Djangounhinged · 26/07/2013 10:27

Love it Bant - although I am pretty Envy too!

Kirsty enjoy your last day of holiday - how lovely to be coming home to a date! I'm sure you'll blow him away whatever you decide to wear in the end Smile, is it not the case that most men don't tend to notice what you're wearing anyway? And you no doubt have a lovely tan show off in any case Wink

Btw I've just created a new profile on POF (not a spy one, a real one - clearly my date didn't go that well last night!) and there is an option to stop people from seeing that you've viewed their profile. So I've duly clicked it, and hidden my profile too.

Now, do I post up a new pic and message some people I've messaged before, but not had the right response? Or am I flogging several dead horses?

Happy Friday!

OhWesternWind · 26/07/2013 11:53

Well, I wrote a long post and lost it, am having trouble in this regard recently but think it is to do with being a bit distracted and scatty. Anyway:

Bant whoooo!!!!!

Kirsty you will look gorgeous whatever. You will be all tanned and happy and relaxed, perfect. Hope you have a lovely date with him.

Moving maybe it's time to say goodbye to these two as they have both been around a while and don't seem to be giving you what you need. It's difficult sometimes when they become a bit of a "fixture" though.

Django well that sounds alright, not great but alright - do you think you'll meet up again or was he one of the ones when you know definitely there will never ever be a spark?

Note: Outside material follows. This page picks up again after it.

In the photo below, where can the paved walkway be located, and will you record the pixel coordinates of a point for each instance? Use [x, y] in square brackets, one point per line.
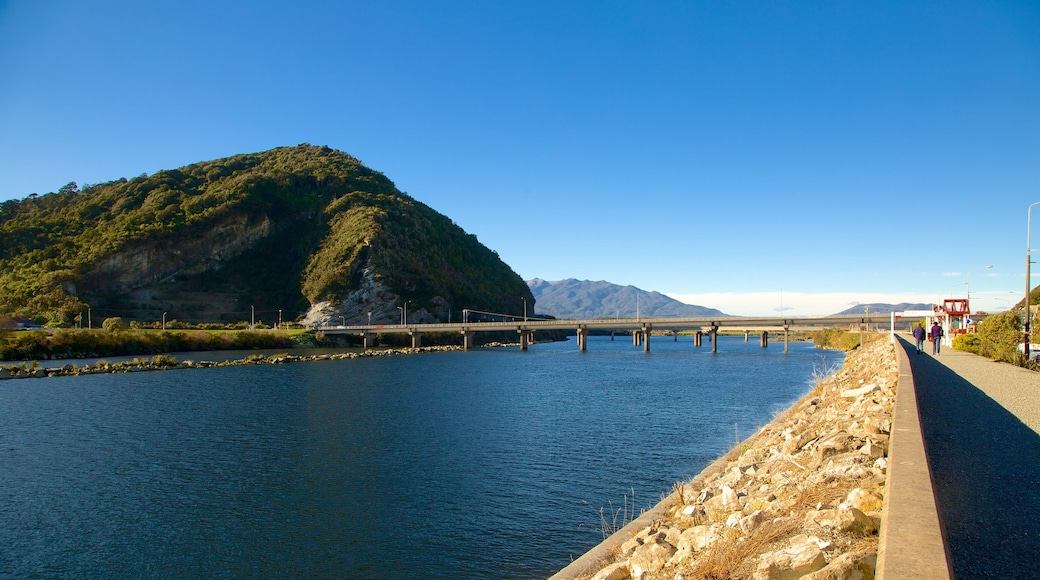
[981, 422]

I'm not sure I'd go back over old ground with people I've already been in touch with but if there are a couple you really like the look of it could be worth a go.

Well, I am off out tonight with lovely Alpha. Looking forward to it very much. I know I've been on here moaning about the lack of action, which to be honest is pretty frustrating, but I do actually enjoy how things are at the moment going out and spending time with him and getting to know each other. I think he's really nice and he still seems pretty keen on me so it is all going well. I might have a chat with him about what's going on if the opportunity arises but don't want to make a big deal out of it. I would much rather it's this way than someone pestering me for sex all the time so we'll just see how things go.

Djangounhinged · 26/07/2013 13:11

OWW have a fab time this evening - it does all sound lovely in an old fashioned way, and I agree that it's nice when sex isn't the foremost thing on the agenda!

I'm still undecided about contacting Mr Orange from last night. I've so enjoyed chatting with him via text but the conversation didn't flow a lot of the time last night. He seemed really nervous at the beginning (which I initially took to mean he didn't fancy me, he could barely make eye contact!) so I'm torn between feeling like it's worth trying another meet to see if he is a bit more relaxed, and thinking "no, I need more of an alpha male to sweep me off my feet". I don't know if I'm being unrealistic?

lurkinglorna · 26/07/2013 14:31

mmmm....no right answer i reckon Django it depends on what other options you have or think you could find, what your schedule is like, how curious you are feeling?

you could meet up for a drink or two, see if he loosens up a bit with alcohol? maybe the fact that you've "expressed interest" by being up for seeing him again might spur him on in terms of confidence? was he physically attractive to you?

was he lacking in terms of expecting you to lead the conversation, suggest what to do next, not disagreeing with you?

and agree, some guys are a bit i dunno.... too scared of women and have that "vibe" of being rejected by the kind of women they want so will do anything just to "be in a relationship". not good!

its like they see you and cause you're social and physically ok, that's it....they want to put you in the "girlfriend" box. not appealing at ALL!